Upon graduation from Loyola University School of Law (New Orleans) in 1990, Burton LeBlanc had a chance encounter with a man suffering from mesothelioma, a cancer caused by asbestos, that ignited what would become the driving passion behind his career: to help people who had been harmed by exposure to dangerous workplace and environmental contaminants. Ultimately, Mr. LeBlanc's namesake law firm (LeBlanc & Waddell) was designated by both the Louisiana AFL-CIO and the Louisiana NAACP as occupational disease counsel.
In addition to litigating cases, beginning in 1996, Mr. LeBlanc became an outspoken advocate for consumers’ rights before the Louisiana legislature and the United States Congress. In these capacities, he found that, while it was important and gratifying to help craft legislation to protect consumers against corporate misconduct, litigation played a critical role in enforcing these laws and regulations.
Mr. LeBlanc has since served as president of the Louisiana Association for Justice (Louisiana Trial Lawyers Association) and has been appointed to numerous committees by federal courts and the Louisiana Supreme Court. He has testified before the Louisiana legislature, appeared on radio and television shows, and spoken at many legal seminars about consumers’ rights and misguided tort reform efforts.
Mr.

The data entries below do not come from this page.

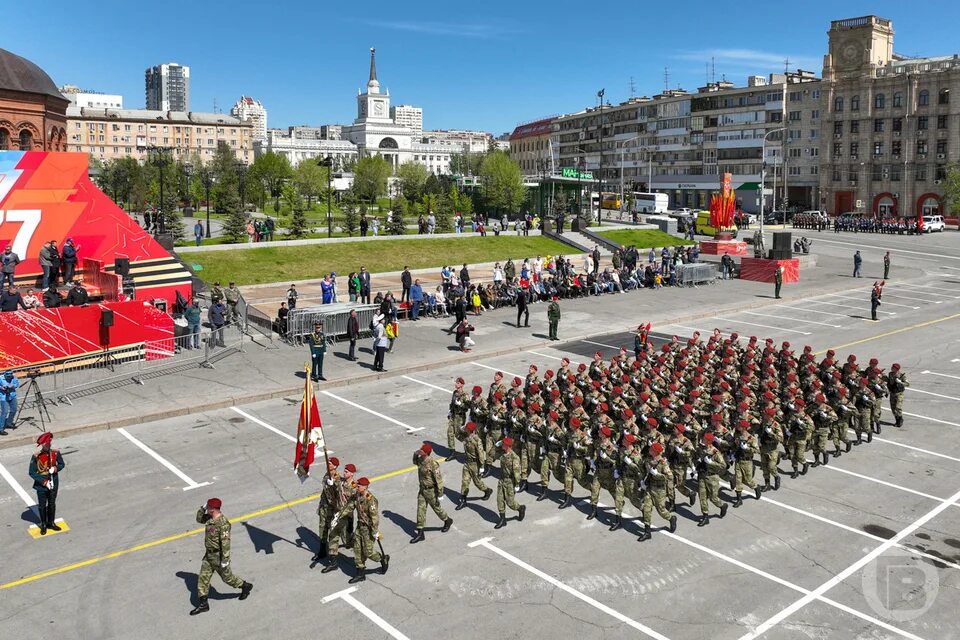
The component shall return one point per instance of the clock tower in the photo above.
(858, 45)
(373, 106)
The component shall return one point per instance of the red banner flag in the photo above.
(309, 432)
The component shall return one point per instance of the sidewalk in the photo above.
(259, 374)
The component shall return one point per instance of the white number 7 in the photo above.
(31, 220)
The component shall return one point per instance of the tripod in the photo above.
(38, 400)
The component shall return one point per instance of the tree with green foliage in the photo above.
(503, 182)
(271, 170)
(412, 177)
(370, 178)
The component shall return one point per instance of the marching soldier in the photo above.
(896, 383)
(318, 347)
(473, 467)
(431, 491)
(45, 467)
(509, 484)
(216, 556)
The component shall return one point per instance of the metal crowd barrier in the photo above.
(334, 316)
(697, 273)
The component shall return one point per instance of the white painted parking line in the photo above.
(892, 304)
(427, 384)
(859, 532)
(346, 596)
(505, 372)
(942, 375)
(156, 456)
(849, 571)
(790, 585)
(613, 613)
(765, 326)
(372, 412)
(263, 424)
(767, 315)
(19, 490)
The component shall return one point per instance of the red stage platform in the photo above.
(723, 247)
(761, 269)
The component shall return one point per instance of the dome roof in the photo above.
(19, 74)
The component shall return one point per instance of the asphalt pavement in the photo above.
(866, 547)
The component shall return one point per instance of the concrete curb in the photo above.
(16, 440)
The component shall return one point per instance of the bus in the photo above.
(650, 202)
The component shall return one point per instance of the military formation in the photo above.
(689, 418)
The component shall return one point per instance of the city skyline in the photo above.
(492, 69)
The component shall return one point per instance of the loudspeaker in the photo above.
(782, 240)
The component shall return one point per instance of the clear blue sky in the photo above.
(476, 65)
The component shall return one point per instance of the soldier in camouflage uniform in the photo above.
(896, 383)
(216, 556)
(473, 466)
(509, 484)
(431, 491)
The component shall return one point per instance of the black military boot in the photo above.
(360, 577)
(202, 607)
(616, 524)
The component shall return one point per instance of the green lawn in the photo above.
(282, 264)
(642, 238)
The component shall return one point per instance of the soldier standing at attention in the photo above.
(368, 530)
(216, 556)
(509, 484)
(45, 467)
(553, 316)
(896, 383)
(318, 347)
(431, 491)
(474, 465)
(456, 417)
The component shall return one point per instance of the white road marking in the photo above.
(790, 585)
(485, 543)
(427, 384)
(156, 456)
(765, 326)
(942, 375)
(263, 424)
(859, 532)
(19, 490)
(865, 301)
(767, 315)
(346, 596)
(849, 571)
(505, 372)
(372, 412)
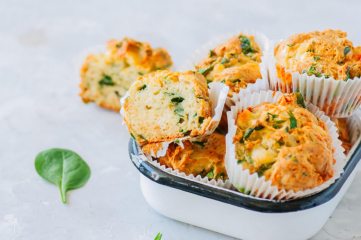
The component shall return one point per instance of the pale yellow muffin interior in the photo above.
(167, 105)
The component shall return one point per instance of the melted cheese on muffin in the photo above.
(167, 105)
(286, 143)
(342, 131)
(327, 53)
(204, 156)
(107, 76)
(235, 63)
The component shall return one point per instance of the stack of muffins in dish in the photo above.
(264, 118)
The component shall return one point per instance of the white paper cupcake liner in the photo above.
(217, 93)
(353, 124)
(221, 184)
(259, 187)
(336, 98)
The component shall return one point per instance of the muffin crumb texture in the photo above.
(203, 156)
(235, 63)
(106, 77)
(285, 143)
(167, 105)
(322, 54)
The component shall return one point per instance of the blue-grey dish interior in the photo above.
(167, 179)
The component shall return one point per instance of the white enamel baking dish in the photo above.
(237, 215)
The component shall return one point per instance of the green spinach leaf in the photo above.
(300, 100)
(177, 100)
(62, 167)
(246, 45)
(106, 80)
(210, 174)
(159, 236)
(293, 121)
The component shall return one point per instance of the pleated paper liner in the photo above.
(336, 98)
(223, 184)
(258, 186)
(217, 93)
(354, 129)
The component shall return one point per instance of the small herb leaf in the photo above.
(246, 45)
(300, 100)
(62, 167)
(159, 236)
(106, 80)
(202, 143)
(210, 174)
(177, 100)
(347, 74)
(224, 61)
(293, 121)
(200, 119)
(248, 132)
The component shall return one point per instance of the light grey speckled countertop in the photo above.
(40, 108)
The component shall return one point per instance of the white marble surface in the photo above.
(40, 108)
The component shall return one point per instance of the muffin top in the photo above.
(139, 54)
(106, 77)
(203, 156)
(166, 105)
(235, 63)
(327, 53)
(284, 142)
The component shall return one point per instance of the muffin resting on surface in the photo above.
(107, 76)
(327, 53)
(235, 63)
(203, 156)
(342, 131)
(167, 105)
(286, 143)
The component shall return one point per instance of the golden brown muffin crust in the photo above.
(235, 63)
(285, 143)
(107, 76)
(327, 53)
(204, 156)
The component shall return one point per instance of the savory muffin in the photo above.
(203, 156)
(342, 131)
(323, 54)
(107, 76)
(235, 63)
(167, 105)
(284, 142)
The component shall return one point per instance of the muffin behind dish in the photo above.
(107, 76)
(235, 63)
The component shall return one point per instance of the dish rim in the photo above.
(161, 177)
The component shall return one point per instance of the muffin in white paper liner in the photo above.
(217, 93)
(222, 184)
(353, 124)
(336, 98)
(259, 187)
(260, 84)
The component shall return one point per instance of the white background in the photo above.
(40, 108)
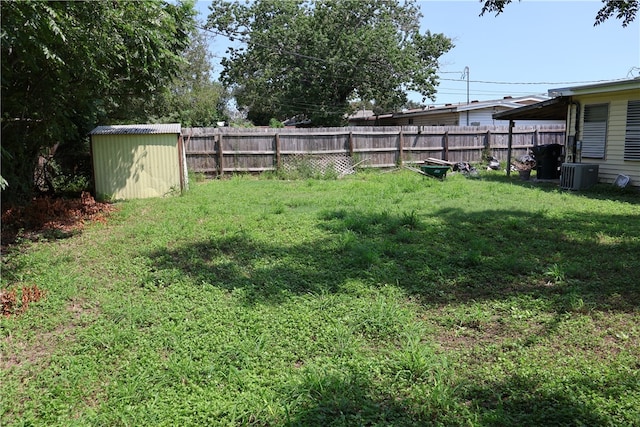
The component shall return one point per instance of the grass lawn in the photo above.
(379, 299)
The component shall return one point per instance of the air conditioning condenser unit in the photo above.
(578, 176)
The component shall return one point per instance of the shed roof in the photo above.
(149, 129)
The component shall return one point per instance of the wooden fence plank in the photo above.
(220, 150)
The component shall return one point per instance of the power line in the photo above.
(534, 83)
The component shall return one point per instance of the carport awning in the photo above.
(551, 109)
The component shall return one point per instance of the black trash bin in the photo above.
(548, 160)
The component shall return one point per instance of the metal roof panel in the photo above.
(145, 129)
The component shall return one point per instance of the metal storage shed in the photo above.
(138, 161)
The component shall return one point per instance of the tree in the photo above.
(309, 58)
(68, 65)
(622, 9)
(193, 98)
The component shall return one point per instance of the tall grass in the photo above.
(379, 299)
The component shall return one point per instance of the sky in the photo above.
(534, 45)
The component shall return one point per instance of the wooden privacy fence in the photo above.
(215, 151)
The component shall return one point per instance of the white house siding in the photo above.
(613, 164)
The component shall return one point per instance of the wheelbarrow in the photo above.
(435, 171)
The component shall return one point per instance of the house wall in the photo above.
(443, 119)
(479, 117)
(613, 164)
(135, 166)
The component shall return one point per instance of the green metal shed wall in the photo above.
(133, 166)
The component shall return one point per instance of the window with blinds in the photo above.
(632, 134)
(594, 132)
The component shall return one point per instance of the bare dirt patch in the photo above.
(49, 217)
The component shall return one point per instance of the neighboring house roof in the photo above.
(556, 107)
(137, 129)
(507, 102)
(550, 109)
(611, 86)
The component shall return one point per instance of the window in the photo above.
(632, 135)
(594, 135)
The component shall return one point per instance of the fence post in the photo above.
(278, 158)
(400, 148)
(351, 148)
(487, 145)
(220, 156)
(445, 146)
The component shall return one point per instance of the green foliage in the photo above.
(379, 299)
(309, 58)
(192, 98)
(68, 65)
(625, 10)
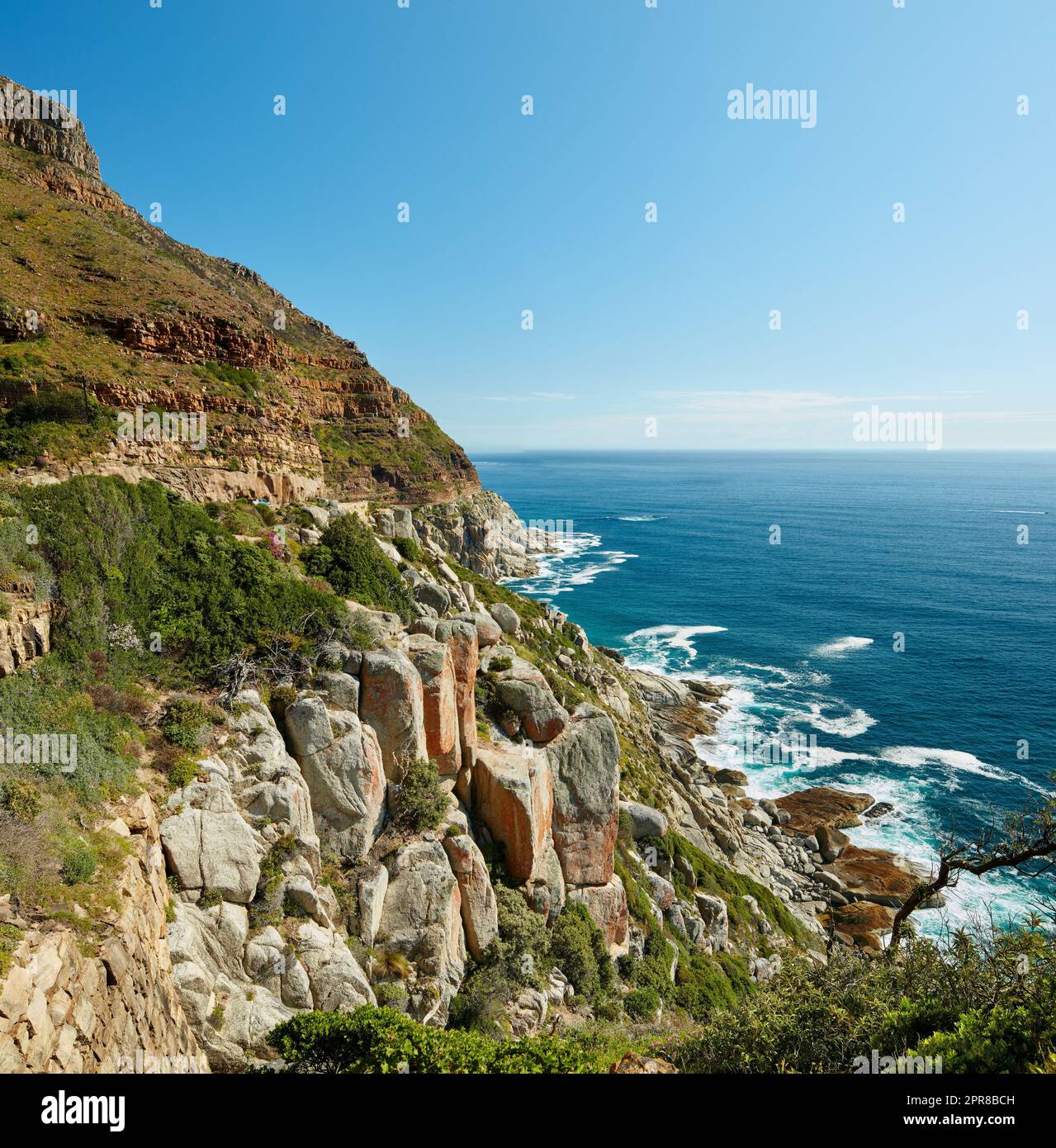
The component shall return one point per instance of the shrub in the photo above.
(984, 1001)
(384, 1041)
(140, 556)
(420, 804)
(409, 549)
(11, 937)
(182, 771)
(21, 798)
(577, 947)
(78, 863)
(642, 1003)
(186, 723)
(349, 558)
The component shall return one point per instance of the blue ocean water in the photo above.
(671, 562)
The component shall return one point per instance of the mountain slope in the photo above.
(96, 300)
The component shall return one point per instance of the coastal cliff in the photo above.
(318, 759)
(102, 312)
(367, 826)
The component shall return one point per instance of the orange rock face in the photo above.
(465, 656)
(608, 908)
(823, 807)
(436, 668)
(391, 703)
(875, 875)
(514, 798)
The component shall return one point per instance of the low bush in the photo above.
(420, 803)
(385, 1041)
(350, 561)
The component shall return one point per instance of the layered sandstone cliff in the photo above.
(97, 303)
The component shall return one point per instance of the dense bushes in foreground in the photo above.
(139, 556)
(384, 1041)
(986, 1003)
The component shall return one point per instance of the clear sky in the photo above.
(632, 320)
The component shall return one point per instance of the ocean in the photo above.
(791, 576)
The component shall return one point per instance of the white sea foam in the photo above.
(841, 647)
(847, 726)
(656, 638)
(955, 761)
(561, 573)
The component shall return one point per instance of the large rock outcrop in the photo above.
(479, 907)
(514, 795)
(342, 764)
(421, 918)
(115, 1009)
(440, 688)
(391, 701)
(585, 765)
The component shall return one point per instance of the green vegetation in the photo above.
(78, 863)
(577, 947)
(349, 559)
(187, 723)
(420, 803)
(11, 937)
(985, 1003)
(139, 556)
(409, 549)
(385, 1041)
(61, 424)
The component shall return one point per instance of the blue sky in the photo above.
(632, 320)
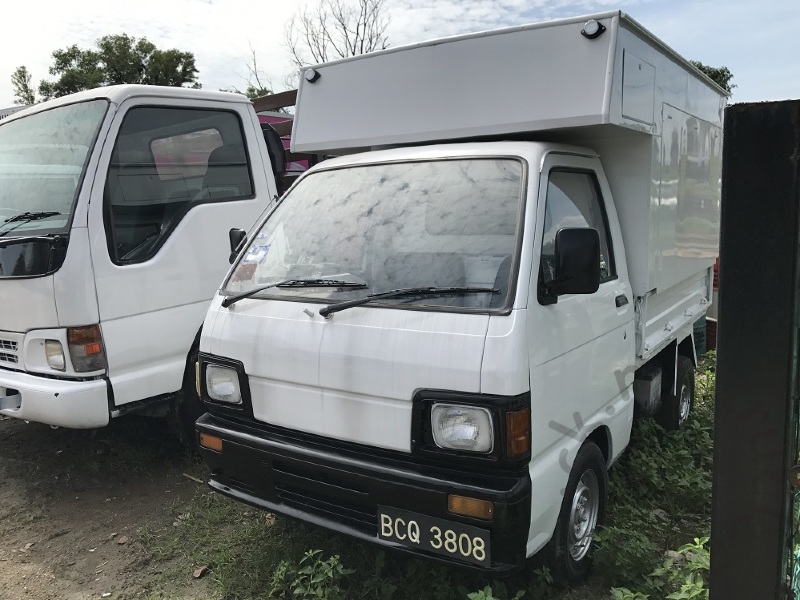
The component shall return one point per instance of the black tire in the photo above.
(187, 407)
(569, 561)
(675, 409)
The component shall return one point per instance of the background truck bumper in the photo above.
(73, 404)
(341, 488)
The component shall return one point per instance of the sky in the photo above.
(759, 41)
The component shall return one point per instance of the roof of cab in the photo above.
(120, 93)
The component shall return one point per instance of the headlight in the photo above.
(222, 384)
(459, 427)
(54, 352)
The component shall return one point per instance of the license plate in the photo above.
(448, 538)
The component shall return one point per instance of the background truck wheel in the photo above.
(187, 407)
(675, 409)
(568, 554)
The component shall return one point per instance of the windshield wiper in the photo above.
(31, 216)
(50, 237)
(296, 283)
(26, 217)
(428, 291)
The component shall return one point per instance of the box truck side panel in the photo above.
(531, 78)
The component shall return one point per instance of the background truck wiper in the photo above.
(429, 291)
(31, 216)
(296, 283)
(26, 218)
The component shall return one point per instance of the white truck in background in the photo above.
(119, 207)
(438, 345)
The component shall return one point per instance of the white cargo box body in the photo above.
(654, 120)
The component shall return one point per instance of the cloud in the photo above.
(757, 41)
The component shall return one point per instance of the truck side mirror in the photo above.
(576, 264)
(237, 237)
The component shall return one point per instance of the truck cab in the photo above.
(438, 345)
(115, 211)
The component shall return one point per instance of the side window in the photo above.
(165, 161)
(573, 200)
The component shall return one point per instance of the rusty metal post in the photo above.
(755, 423)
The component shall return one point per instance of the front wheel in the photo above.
(568, 554)
(675, 408)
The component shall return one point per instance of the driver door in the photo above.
(176, 178)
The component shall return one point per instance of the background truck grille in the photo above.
(9, 349)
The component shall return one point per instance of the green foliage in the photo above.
(487, 594)
(117, 59)
(660, 493)
(720, 75)
(24, 93)
(313, 579)
(683, 575)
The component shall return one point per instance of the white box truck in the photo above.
(116, 211)
(437, 345)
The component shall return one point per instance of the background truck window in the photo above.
(165, 161)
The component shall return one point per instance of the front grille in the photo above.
(321, 492)
(6, 357)
(330, 507)
(10, 345)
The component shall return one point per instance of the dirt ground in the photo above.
(75, 506)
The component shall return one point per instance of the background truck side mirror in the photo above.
(577, 264)
(237, 237)
(277, 154)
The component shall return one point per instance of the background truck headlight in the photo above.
(460, 427)
(222, 384)
(54, 352)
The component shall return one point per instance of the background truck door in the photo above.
(582, 345)
(172, 181)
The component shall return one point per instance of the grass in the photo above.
(660, 493)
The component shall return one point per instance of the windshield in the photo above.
(439, 223)
(42, 158)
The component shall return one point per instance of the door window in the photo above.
(574, 200)
(165, 161)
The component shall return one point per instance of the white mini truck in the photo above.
(116, 211)
(438, 345)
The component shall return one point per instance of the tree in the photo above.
(118, 59)
(24, 93)
(336, 29)
(720, 75)
(258, 83)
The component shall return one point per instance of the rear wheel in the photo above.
(568, 554)
(675, 408)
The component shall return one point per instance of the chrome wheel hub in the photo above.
(583, 515)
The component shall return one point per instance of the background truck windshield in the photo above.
(443, 223)
(42, 158)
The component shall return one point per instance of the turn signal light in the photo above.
(211, 442)
(518, 433)
(470, 507)
(86, 348)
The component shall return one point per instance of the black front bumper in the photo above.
(341, 486)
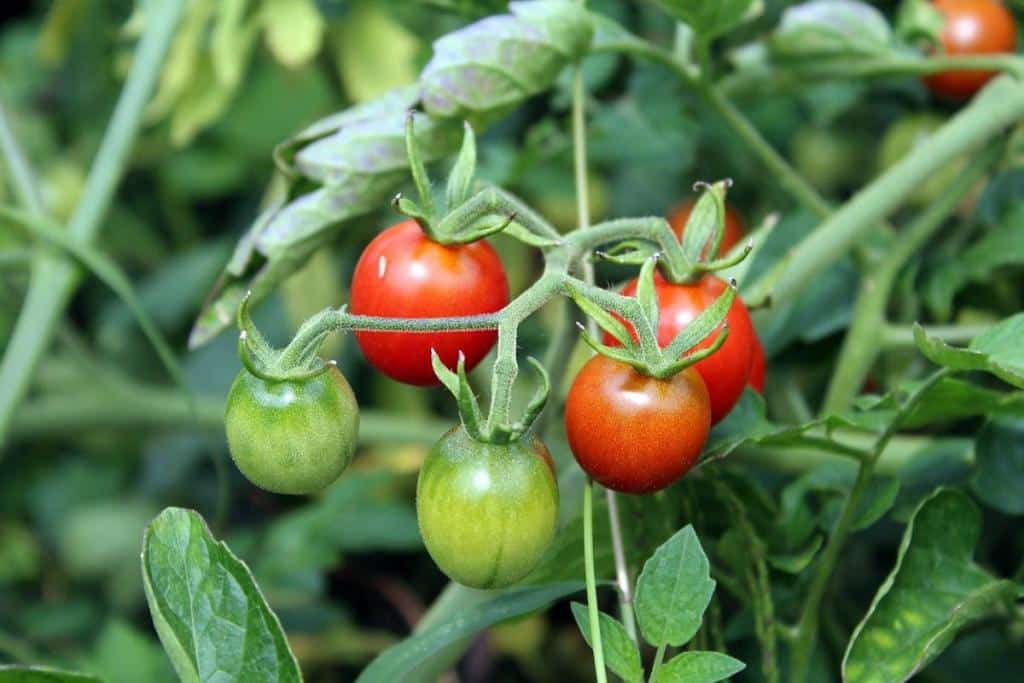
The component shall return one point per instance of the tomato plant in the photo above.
(486, 511)
(188, 188)
(292, 436)
(972, 27)
(635, 433)
(403, 273)
(726, 372)
(732, 231)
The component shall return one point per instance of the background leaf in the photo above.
(208, 610)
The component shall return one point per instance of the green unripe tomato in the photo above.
(902, 137)
(486, 511)
(829, 160)
(294, 436)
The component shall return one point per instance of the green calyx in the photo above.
(469, 409)
(442, 223)
(299, 360)
(701, 240)
(639, 348)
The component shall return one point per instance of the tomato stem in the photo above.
(592, 607)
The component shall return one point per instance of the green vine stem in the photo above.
(24, 178)
(994, 109)
(53, 279)
(806, 629)
(860, 347)
(901, 336)
(588, 555)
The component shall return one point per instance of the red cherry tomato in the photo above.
(727, 370)
(635, 433)
(973, 27)
(403, 273)
(758, 367)
(732, 232)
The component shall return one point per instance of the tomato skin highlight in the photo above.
(294, 436)
(973, 27)
(758, 367)
(487, 512)
(726, 371)
(634, 433)
(732, 231)
(403, 273)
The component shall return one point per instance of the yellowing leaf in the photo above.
(294, 30)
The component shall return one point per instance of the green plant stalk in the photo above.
(997, 107)
(901, 336)
(860, 347)
(53, 279)
(23, 177)
(592, 609)
(806, 629)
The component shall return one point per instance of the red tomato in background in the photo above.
(973, 27)
(758, 367)
(732, 232)
(635, 433)
(727, 370)
(403, 273)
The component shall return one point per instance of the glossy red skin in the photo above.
(727, 370)
(973, 27)
(732, 231)
(402, 273)
(758, 367)
(634, 433)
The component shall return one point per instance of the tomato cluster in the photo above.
(487, 506)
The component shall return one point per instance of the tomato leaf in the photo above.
(673, 591)
(698, 667)
(211, 616)
(998, 350)
(621, 653)
(497, 62)
(998, 477)
(707, 18)
(412, 658)
(830, 29)
(16, 674)
(933, 591)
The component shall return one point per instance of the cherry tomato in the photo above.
(727, 370)
(403, 273)
(487, 512)
(732, 232)
(758, 367)
(635, 433)
(973, 27)
(295, 436)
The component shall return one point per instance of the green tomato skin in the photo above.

LeBlanc is active in the American Association for Justice and has served as its Parliamentarian and on the Board of Governors, National Finance Committee, PAC Committee and the Leaders Forum. Recently, Mr. LeBlanc received the Wiedemann Wysocki National Finance Council Award. He also served as Vice-President of the Council of Presidents for State Trial Lawyer Associations and more locally, as the immediate past president of Cancer Services of Greater Baton Rouge.
In 2004, LeBlanc & Waddell joined forces with Dallas-based Baron & Budd, PC, one of the country’s top plaintiffs’ firms, and with the consolidation of the two firms in 2008, Mr. LeBlanc became a shareholder at Baron & Budd.
On a personal level, Mr. LeBlanc resides in Baton Rouge, Louisiana, is married with four daughters and serves on various leadership committees at both his church and his children’s schools.